One of the most welcome surprises of the last Venice Film Festival was the directorial debut of Gian Alfonso Pacinotti, aka Gipi, one of the most important and refined Italian designers (he collaborates, among other things, with La Repubblica and Internazionale). Struggling with a profound creative crisis, Gipi accepted Domenico Procacci's proposal and chose to open his artistic experience to the seventh art. The challenge was a non-trivial one, especially since for Gipi it was not a question of staging his own comic book universe, but of creating a new one, capable of mixing science fiction and urban drama and of embracing an increasingly disillusioned society with his gaze. For his debut behind the camera, Gipi was inspired by a colleague's comic book (Nobody will hurt himself, by Giacomo Monti), demonstrating how prolific the paths of creativity between graphic novels and the big screen are.
“Outside the cinema, meanwhile, everything is falling apart. But it's normal, because films beat existence sixty to zero on the table. As Truffaut said: “Films move forward like trains, you understand? Like trains in the night." Speaking of trains. Yesterday, on the train, I wrote the first ten pages of what I would like, if I don't die first, to be my second film. We will see". (Gipi)

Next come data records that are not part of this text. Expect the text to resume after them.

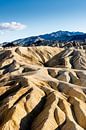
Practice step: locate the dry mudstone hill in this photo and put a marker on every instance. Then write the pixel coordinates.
(42, 88)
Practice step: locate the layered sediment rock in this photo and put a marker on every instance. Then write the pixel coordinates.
(42, 88)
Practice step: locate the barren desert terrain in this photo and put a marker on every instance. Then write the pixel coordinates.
(42, 88)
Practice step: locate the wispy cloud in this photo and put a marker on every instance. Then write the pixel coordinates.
(10, 26)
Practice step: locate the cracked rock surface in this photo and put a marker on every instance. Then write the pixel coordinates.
(42, 88)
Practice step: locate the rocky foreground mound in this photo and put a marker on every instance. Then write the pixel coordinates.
(42, 88)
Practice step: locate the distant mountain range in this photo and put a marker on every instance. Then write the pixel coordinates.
(48, 39)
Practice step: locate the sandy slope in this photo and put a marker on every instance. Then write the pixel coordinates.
(42, 88)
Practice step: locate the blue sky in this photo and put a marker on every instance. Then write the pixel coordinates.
(24, 18)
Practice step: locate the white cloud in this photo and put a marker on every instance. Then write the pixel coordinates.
(11, 26)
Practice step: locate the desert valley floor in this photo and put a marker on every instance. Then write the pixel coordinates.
(42, 88)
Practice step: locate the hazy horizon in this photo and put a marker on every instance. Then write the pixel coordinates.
(20, 18)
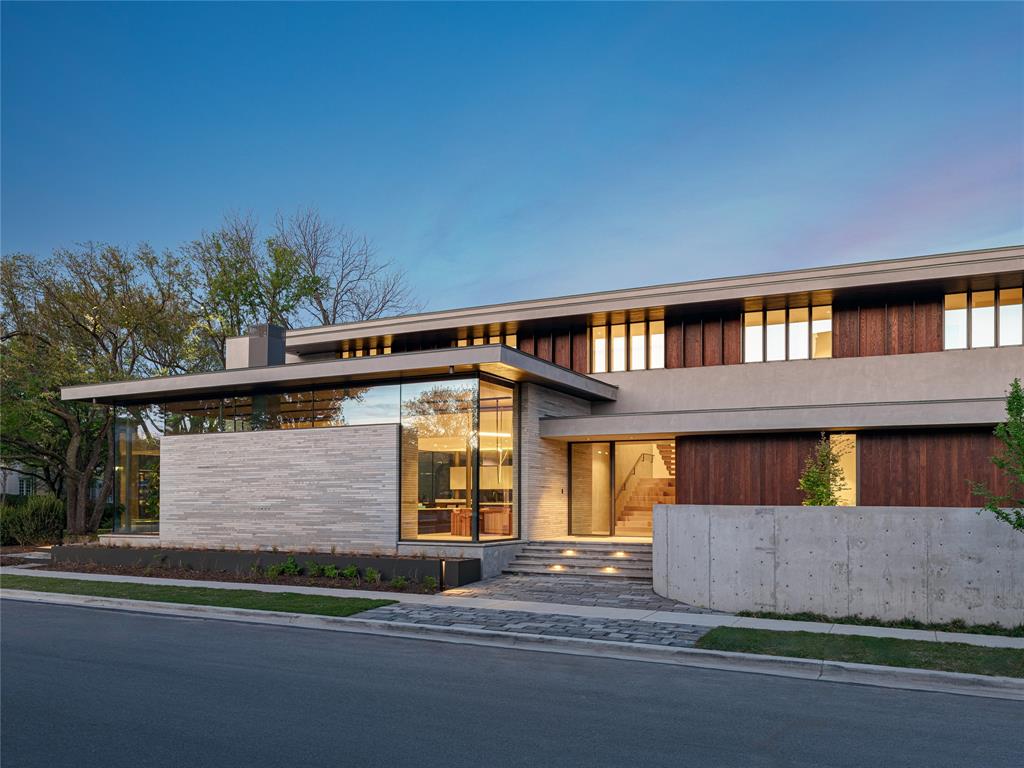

Enrico Magrelli: Journalist and film critic, Enrico Magrelli has been, since the first episode, one of the authors and hosts of the Rai 3 daily program Hollywood Party. He was director of cinema news at Tele+. From 1979 to 1982 he was part of Carlo Lizzani's creative and organizational staff at the Venice Film Festival. From 1988 to 1990 he was Director of the Critics' Week of the Venetian festival. In 1991 he was Guglielmo Biraghi's right-hand man at the Venice Film Festival. His monographs dedicated to Robert Altman, Roman Polanski, Nanni Moretti. He has edited a dozen volumes including: Pier Paolo Pasolini, Marilyn Monroe, Rainer Werner Fassbinder, Nagisa Oshima, Satyajt Ray. Since 2004, he has been part of the Selection Commission of the Venice International Film Festival, an event in which he works side by side with director Marco Müller. Since 2009 he has been Curator of the National Film Library. He is the author and host of Ciakpoint, a Rai Movie program dedicated to cinema.
Gian Alfonso Pacinotti (Gipi) was born in Pisa in 1963. In 1994 he began publishing cartoons and short stories in the satirical magazine Cuore. The first comic stories appeared in the monthly magazine Blue and then in other Italian newspapers and newspapers. For the publishing house Coconino Press he has created several books: from Esterno Notte to Appunti per una storia di guerra, awarded as Best comic of the year at the Angoulême International Festival in 2006. Among his other works, Questa è la stanza, the series Baci dalla Provincia, S., La Mia Vita Disegnata Male, the anthology Diario di fiume and Verticali. In July 2011, Omnibus Gipi, a paperback collection of his major works, was released in bookstores. Gipi is also an illustrator for the newspaper La Repubblica and collaborates with the weekly Internazionale. L’ultimo terrestre is his first film.